Religion and tradition, especially law, was also for a long time quite similar to their gaulish brethren. They practiced human sacrifices (allegedly; mostly prisoners of war – archaeology seems to confirm hat) and had great reverence for Drynemeton (gallic: nemeton), an oak grove, that fits with Caesar’s account of the Gaulish druids. The Galatian telesphoros may be identical to the Hooded Spirits Genius cucullatus. Further, many Greek gods also were augmented with gallic cognomen: for example Zeus Bennios (Ζεὺς Βέννιος; Gallic benna, "car"). Some rivers were rechristened to Gallos (Γάλλος).

The finds from Bolu are the most impressive. In the westernmost of two tumuli in local Anatolian tradition, two gold torcs, two gold bracelets with dog’s- head terminals, a bronze horse bit and a gold belt buckle with a depiction of a bearded and moustached man’s face were excavated (Firlati, American Journal of Archaeology 69.365–7). Similarly, at Karalar, a gold torc was discovered in one of the three excavated tumuli. (Note in this connection that torcs of characteristic La Tène type are clearly represented on the statues of Galatian warriors produced at Pergamon.) […]
Generally speaking, all these finds which have been deemed ‘typically Galatian’ […] are most probably not imports from central Europe, but rather local derivatives of La Tène material. (p 787.)

Burial rites seem to be among the customs the Galatians adopted at the earliest point from their Anatolian Greek neighbours.

Burial chambers of upper class Galatians show a high degree of Hellenisation with constructions of carefully worked ashlars blocks with barrel vaulting, intricate corbel vaulting, or large stone slabs making gabled roofs. p. 178.

An important divergence was found that in later times the cult of Attis and Cybele spread far among the Galatians. Priests of that cult were called Galloi again. They performed the most colourful initiation rites for their priests and adherents involving ecstatic chants and dances, self-castration etc. This raging menace of a party is most vividly captured by Catull's carmen 63. If you imitate the correct metric and pronunciation this results in the rhythm of the cymbals used in the processions. A rhythm that was said to directly cause insanity.

This widespread cultic manipulation of genitals had the most profound repercussions when Paul the Apostle wrote his letter to the Galatians arguing that circumcision is not needed and actively discouraged for future Christians.

Gal 5,12: ὄφελον καὶ ἀποκόψονται οἱ ἀναστατοῦντες ὑμᾶς.

Rendered rather imprecise in the NIV to:

As for those agitators, I wish they would go the whole way and emasculate themselves!

Summary

Over the course of 700 years the people known as Gauls, then Galatians assimilated slowly into their surroundings.

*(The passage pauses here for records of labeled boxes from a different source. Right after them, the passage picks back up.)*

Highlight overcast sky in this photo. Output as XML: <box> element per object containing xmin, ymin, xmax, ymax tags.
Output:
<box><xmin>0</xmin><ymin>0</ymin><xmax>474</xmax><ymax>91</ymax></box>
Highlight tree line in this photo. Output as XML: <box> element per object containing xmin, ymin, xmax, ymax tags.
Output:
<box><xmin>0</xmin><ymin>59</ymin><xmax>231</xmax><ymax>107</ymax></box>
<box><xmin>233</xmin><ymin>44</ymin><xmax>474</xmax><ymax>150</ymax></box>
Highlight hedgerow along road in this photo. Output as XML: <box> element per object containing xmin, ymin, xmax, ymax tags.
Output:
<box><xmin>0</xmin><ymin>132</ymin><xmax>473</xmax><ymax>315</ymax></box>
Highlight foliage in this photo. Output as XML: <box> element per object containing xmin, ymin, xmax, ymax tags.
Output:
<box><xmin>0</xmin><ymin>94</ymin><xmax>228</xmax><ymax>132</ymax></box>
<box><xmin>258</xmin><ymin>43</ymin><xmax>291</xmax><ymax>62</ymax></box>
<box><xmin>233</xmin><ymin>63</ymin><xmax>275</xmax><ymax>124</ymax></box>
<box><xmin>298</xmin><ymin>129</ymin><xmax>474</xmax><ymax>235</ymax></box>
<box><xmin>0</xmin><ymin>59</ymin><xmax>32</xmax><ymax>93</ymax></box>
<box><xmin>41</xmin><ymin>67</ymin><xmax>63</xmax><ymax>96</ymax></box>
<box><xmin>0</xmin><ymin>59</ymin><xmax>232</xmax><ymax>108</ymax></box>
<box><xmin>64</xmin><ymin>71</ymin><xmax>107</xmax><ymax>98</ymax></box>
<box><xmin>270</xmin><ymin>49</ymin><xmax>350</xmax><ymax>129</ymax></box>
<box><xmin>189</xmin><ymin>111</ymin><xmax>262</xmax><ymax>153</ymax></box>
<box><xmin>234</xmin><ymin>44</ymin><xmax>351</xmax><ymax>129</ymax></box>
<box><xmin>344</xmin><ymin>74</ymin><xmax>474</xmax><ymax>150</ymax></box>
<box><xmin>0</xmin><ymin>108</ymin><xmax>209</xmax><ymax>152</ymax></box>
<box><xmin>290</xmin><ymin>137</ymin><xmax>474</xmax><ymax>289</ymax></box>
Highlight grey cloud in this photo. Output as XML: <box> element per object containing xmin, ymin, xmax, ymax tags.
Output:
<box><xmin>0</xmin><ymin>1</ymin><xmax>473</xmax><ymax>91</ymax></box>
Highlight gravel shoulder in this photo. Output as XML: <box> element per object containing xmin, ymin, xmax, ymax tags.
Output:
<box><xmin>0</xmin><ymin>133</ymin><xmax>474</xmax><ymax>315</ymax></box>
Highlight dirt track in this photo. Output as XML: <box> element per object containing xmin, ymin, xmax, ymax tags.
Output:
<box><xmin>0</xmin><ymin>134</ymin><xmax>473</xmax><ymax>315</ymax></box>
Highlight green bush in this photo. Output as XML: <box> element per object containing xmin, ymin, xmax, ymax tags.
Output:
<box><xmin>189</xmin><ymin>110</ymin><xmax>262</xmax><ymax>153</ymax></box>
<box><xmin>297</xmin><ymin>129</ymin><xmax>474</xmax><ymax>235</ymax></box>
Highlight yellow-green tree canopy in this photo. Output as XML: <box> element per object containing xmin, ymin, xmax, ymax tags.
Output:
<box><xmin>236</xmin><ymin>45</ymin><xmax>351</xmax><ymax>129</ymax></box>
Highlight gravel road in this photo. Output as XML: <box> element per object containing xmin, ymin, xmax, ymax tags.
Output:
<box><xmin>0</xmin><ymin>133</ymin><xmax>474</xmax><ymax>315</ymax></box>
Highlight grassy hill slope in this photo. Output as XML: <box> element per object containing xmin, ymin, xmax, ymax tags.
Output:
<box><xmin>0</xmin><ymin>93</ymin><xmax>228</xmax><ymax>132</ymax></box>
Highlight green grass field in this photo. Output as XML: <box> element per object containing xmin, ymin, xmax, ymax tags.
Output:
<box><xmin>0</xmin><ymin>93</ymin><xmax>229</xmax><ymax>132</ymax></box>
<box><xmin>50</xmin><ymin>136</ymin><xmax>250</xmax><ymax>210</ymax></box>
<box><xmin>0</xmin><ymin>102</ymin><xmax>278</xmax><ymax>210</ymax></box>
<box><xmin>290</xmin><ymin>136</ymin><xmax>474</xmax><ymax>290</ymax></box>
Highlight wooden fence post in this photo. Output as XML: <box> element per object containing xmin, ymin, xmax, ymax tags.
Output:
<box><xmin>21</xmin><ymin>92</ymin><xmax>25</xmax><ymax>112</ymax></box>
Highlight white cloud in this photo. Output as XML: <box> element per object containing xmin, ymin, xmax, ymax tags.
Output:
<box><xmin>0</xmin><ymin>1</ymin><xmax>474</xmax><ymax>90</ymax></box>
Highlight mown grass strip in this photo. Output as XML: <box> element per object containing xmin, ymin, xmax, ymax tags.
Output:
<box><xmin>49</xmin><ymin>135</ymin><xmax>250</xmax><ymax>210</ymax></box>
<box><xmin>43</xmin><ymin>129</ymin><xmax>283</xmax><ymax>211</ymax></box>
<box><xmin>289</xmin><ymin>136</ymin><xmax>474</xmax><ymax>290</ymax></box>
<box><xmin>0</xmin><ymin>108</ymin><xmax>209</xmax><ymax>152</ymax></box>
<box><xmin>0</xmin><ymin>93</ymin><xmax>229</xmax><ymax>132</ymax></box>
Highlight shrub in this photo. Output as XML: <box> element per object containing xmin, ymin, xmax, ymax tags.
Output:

They kept different aspects of their culture they shared with other Celts longer than others and started to developed some distinct features of their own. By the start of the medieval period their traces are lost.


Sources:

Jaime Alvar: "Romanising Oriental Gods. Myth, Salvation and Ethics in the Cults of Cybele, Isis and Mithras", Brill: Leiden, Boston, 2008.

Atsuhiro Asano: "Community-Identity Construction in Galatians: Exegetical, Social-Anthropological and Socio-Historical Studies", Bloomsbury Academic: London, New York, 2005.

Susan M. Elliott: "Cutting Too Close for Comfort. Paul's Letter to the Galatians in its Anatolian Cultic Context", Continuum: London, New York, 2003.

Justin K. Hardin: "Galatians and the Imperial Cult. A Critical Analysis of the First Century Social Context of Paul's Letter", Mohr Siebeck: Tübingen, 2008.

Lynn E. Roller: "In Search of God the Mother. The Cult of Anatolian Cybele", University Op California Press: Berkeley Los Angeles, 1999.

Direct quotes are from: John T. Koch: "Celtic Culture. A Historical Encyclopedia", ABC CLIO: Santa Barbara, Denver, 2006.